Researchers passed electric current through the solution, causing a reaction within seconds. The scientists then used a special plastic, CR-39, to capture and track any high-energy particles that may have been emitted during reactions, including any neutrons emitted during the fusion of deuterium atoms.
At the end of the experiment, they examined the plastic with a microscope and discovered patterns of "triple tracks," tiny-clusters of three adjacent pits that appear to split apart from a single point. The researchers say that the track marks were made by subatomic particles released when neutrons smashed into the plastic. Importantly, Mosier-Boss and colleagues believe that the neutrons originated in nuclear reactions, perhaps from the combining or fusing deuterium nuclei.
"People have always asked 'Where's the neutrons?'" Mosier-Boss says. "If you have fusion going on, then you have to have neutrons. We now have evidence that there are neutrons present in these LENR reactions."
They cited other evidence for nuclear reactions including X-rays, tritium (another form of hydrogen), and excess heat.

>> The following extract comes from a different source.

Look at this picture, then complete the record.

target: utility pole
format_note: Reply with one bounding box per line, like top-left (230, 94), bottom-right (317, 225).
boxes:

Meanwhile, Mosier-Boss and colleagues are continuing to explore the phenomenon to get a better understanding of exactly how LENR works, which is key to being able to control it for practical purposes.
Mosier-Boss points out that the field currently gets very little funding and, despite its promise, researchers can't predict when, or if, LENR may emerge from the lab with practical applications. The U.S. Department of the Navy and JWK International Corporation in Annandale, Va., funded the study.